An expert who studies venture capital says the WeWork 'smackdown' won't change the way the industry works - but he's telling investors how they can avoid the same mistake

Marley Jay   

An expert who studies venture capital says the WeWork 'smackdown' won't change the way the industry works - but he's telling investors how they can avoid the same mistake

wework adam neumann 3 4x3

WeWork; Jackal Pan/Getty images; Samantha Lee/Business Insider

  • WeWork's failed IPO isn't going to change the way venture capital funds behave, according to Erik Gordon, a professor at the University of Michigan's Ross School of Business. That's because no matter how dramatically WeWork's valuation falls, VCs will continue chasing the next big thing.
  • Gordon said that investors in venture capital are judged based on backing companies that strike it big, while other types of funds are judged based on the returns they bring in for investors.
  • He advises investors to remember that distinction, and said they shouldn't rush to get into high-profile IPOs right after they make their public debuts.
  • Click here for more BI Prime stories.

After its botched IPO and the replacement of CEO Adam Neumann, WeWork might look like an era-defining failure, but it might not change the way the venture capital world works.

That's the view of Erik Gordon, a professor at the University of Michigan's Ross School of Business whose areas of expertise include venture capital, private equity, and corporate governance. He's advised numerous companies and is also the faculty managing director of the school's Wolverine Venture Fund.

Venture capital funds are mainly judged based on the big bets they get right, Gordon said. That makes them very different from hedge funds and other types of investment funds that are judged primarily based on the returns they deliver for shareholders.

"VCs are not chastised for failures. They're chastised for missing out on the next Google," Gordon told Business Insider in an exclusive interview. "There's a lot of pressure to say 'this could be the big hit in my portfolio.'"

Since failure is so common in the VC world anyway, he added, there is an enormous amount of pressure on those funds to bet on companies that have the kind of potential WeWork appeared to have. That's one reason the flexible-office-space company's biggest backer might open its wallet for WeWork yet again.

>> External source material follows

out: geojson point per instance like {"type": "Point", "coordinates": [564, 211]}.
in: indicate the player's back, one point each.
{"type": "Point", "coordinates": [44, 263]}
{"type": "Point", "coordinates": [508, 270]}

After watching WeWork's valuation plunge from as high as $47 billion to $10 billion or less, it's possible that venture capital firms will briefly shy away from some of the risky-looking startups, Gordon said. But the lure of backing a giant winner is going to be too strong for permanent change to set in.

"When a company is able to convince the VC world that it's the next hot one that you must be in to look like a real VC, we'll see the same thing over again. Because VCs can't resist," he said.

But he adds that investors don't have behave that way - and if their goal is building wealth and not getting in on a hot investment, they really shouldn't.

"The risk in the first week of trading is going to be gigantic, and are you going to get rewarded?" he asked. "You don't have to jump into a company on the first day or two that it's public."

Even if they don't get in on the ground floor of the next Beyond Meat, Gordon said, a focus on the longer term is safer and will help investors succeed.

"If you think it's a really good company, you think it's going to turn into a big investment, a good investment like Apple, Amazon, you don't have to be in it the first day," he said.